The internet in homes is now being over-used with most people working from home and their children getting schooled via the internet. If you’ve had a business videoconference stutter while your teenagers play Call of Duty online, or found yourself unable to stream the news while your spouse uploads huge data files for work, you’ll have a good idea of the problem.
According to experts the internet’s core is managing the spike in traffic just fine. It has massive capacity to handle Netflix, YouTube, Zoom and other streaming services. True, Netflix recently throttled down its video quality in Europe at the request of authorities there. But the company already stores its programs on servers close to users’ homes already, and there’s no evidence that it’s clogging networks.
Some people are wondering – if the internet is so sturdy why does my home connection stutter? The problem partly lies in the so-called “last mile,” the link that connects your home to the ultra-high speed internet backbone. Most homes in the United States get their internet from cable companies and thus connect to the broader network via coaxial cable, a legacy of the cable TV era. These connections provide faster “downstream” speeds to your home than “upstream” speeds back to the internet. Since videoconferencing sends equal amounts of data both ways, simultaneous sessions can clog the upstream channel and disrupt service for the entire household.
If this situation is happening to you, one quick solution is to have some family members switch to audio-only, which conserves bandwidth. This also applies to anyone in multiplayer online games, where — per a wag on Twitter — the banter between players often resembles conference calls with occasional shooting.
You might want to consider ordering a service upgrade, although that might not be strictly necessary. Some providers are temporarily offering more bandwidth, particularly for families with school-age children, in response to the current situation. Others have dropped service caps that charge extra when data usage passes a certain threshold. I tested my speed today to see that my provider has almost doubled my speed… and I didn’t even ask.

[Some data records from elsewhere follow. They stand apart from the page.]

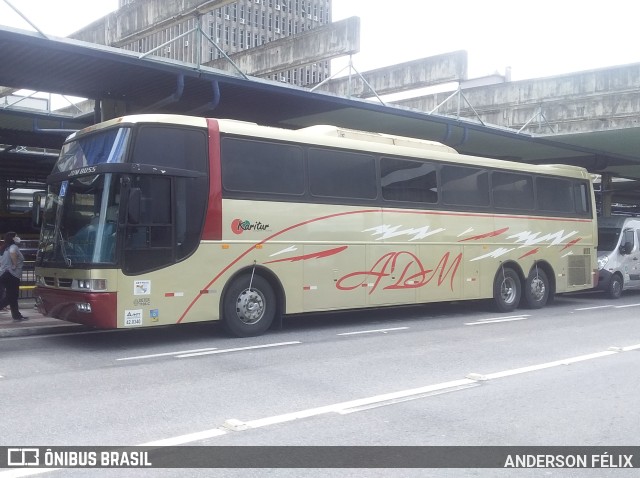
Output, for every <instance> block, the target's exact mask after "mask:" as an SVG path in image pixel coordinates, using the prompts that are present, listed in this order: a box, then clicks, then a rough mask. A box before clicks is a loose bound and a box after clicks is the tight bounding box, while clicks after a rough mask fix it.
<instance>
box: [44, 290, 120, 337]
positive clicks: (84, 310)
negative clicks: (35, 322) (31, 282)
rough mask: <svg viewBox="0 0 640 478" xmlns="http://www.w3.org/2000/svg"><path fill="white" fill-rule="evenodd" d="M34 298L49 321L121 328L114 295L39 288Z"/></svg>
mask: <svg viewBox="0 0 640 478" xmlns="http://www.w3.org/2000/svg"><path fill="white" fill-rule="evenodd" d="M35 296H36V304H37V306H38V310H39V311H40V312H41V313H42V314H43V315H46V316H48V317H53V318H56V319H60V320H66V321H67V322H75V323H77V324H84V325H90V326H92V327H97V328H99V329H115V328H117V327H118V318H117V315H116V306H117V294H116V293H115V292H78V291H68V290H60V289H51V288H48V287H36V290H35Z"/></svg>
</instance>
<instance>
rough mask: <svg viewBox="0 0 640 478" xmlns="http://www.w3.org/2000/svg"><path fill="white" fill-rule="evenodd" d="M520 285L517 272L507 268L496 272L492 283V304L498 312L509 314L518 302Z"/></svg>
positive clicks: (521, 293)
mask: <svg viewBox="0 0 640 478" xmlns="http://www.w3.org/2000/svg"><path fill="white" fill-rule="evenodd" d="M521 294H522V285H521V283H520V277H519V276H518V274H517V272H516V271H514V270H513V269H510V268H509V267H504V268H502V269H500V270H499V271H498V273H497V274H496V278H495V280H494V282H493V302H494V304H495V307H496V309H498V311H499V312H511V311H513V310H514V309H515V308H516V307H517V306H518V303H519V302H520V295H521Z"/></svg>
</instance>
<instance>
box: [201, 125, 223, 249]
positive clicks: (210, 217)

The relatively few U.S. households with their own direct fiber-optic connections have the same bandwidth in both directions and shouldn’t experience serious hiccups.
Does your home network need an upgrade? It might. Start with your internet modem, the device that most likely has a coax cable connecting it to your wall. Your internet provider often rents the modem to you.

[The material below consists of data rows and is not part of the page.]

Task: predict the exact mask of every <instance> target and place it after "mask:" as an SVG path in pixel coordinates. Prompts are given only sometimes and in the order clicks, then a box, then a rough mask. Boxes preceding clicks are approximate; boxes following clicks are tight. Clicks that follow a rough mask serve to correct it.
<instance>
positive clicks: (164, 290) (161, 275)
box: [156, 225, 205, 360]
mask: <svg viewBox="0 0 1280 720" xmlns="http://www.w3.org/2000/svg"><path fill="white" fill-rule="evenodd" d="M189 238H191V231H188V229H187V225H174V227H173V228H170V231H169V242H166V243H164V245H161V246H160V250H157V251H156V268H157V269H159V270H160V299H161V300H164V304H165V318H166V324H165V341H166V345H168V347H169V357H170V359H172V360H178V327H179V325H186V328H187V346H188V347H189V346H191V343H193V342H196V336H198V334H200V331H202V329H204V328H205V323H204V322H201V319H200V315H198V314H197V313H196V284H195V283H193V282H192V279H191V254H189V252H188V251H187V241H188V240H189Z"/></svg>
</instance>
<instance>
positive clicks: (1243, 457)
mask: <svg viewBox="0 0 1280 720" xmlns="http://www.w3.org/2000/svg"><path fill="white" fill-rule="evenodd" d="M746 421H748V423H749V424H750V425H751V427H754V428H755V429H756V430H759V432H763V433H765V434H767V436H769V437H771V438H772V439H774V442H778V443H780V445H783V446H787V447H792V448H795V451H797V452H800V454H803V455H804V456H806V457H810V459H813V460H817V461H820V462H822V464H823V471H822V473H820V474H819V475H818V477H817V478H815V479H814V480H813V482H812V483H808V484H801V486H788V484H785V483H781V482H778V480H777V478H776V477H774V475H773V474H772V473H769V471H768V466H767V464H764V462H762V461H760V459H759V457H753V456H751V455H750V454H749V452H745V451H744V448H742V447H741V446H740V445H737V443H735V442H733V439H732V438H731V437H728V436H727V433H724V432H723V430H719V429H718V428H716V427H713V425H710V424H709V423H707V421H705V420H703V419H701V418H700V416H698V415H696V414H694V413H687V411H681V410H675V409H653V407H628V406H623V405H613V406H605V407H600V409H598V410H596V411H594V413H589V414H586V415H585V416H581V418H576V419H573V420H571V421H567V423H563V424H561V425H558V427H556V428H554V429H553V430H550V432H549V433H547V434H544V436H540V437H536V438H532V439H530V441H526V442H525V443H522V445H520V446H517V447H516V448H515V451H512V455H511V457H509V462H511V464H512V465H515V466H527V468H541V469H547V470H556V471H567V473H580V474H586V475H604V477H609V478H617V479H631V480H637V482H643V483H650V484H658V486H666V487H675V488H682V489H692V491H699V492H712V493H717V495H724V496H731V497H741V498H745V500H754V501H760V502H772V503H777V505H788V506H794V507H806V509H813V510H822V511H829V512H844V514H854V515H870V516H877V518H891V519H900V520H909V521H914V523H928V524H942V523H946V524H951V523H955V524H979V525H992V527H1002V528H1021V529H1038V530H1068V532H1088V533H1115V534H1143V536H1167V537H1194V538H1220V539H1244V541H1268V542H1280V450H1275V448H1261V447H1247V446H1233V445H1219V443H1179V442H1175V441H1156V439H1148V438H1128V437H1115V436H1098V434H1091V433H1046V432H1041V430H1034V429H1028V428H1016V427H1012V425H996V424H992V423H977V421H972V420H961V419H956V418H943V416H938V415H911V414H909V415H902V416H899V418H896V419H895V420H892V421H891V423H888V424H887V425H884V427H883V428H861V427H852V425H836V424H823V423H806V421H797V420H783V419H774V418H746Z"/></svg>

If your modem is several years old, it’s probably time to ask your provider if upgrading the modem’s internal software, or replacing the modem entirely, will help. Also, some older modems often can’t deliver the full bandwidth you’re paying each month for to your household.
Next look at your Wi-Fi router. If you have cable, it may be built into your modem. If you haven’t already, try moving it to a more central location in your home or apartment; that will ensure bandwidth is distributed more equally. Another possibility you can connect some devices directly to the router with ethernet cables instead of using Wi-Fi. This may improve the performance of videoconferencing.
Or you can add more access points and distribute Wi-Fi with a “mesh” network. Newer routers let you add several satellite stations that boost your signal throughout the house, though you might have to arrange that with your provider.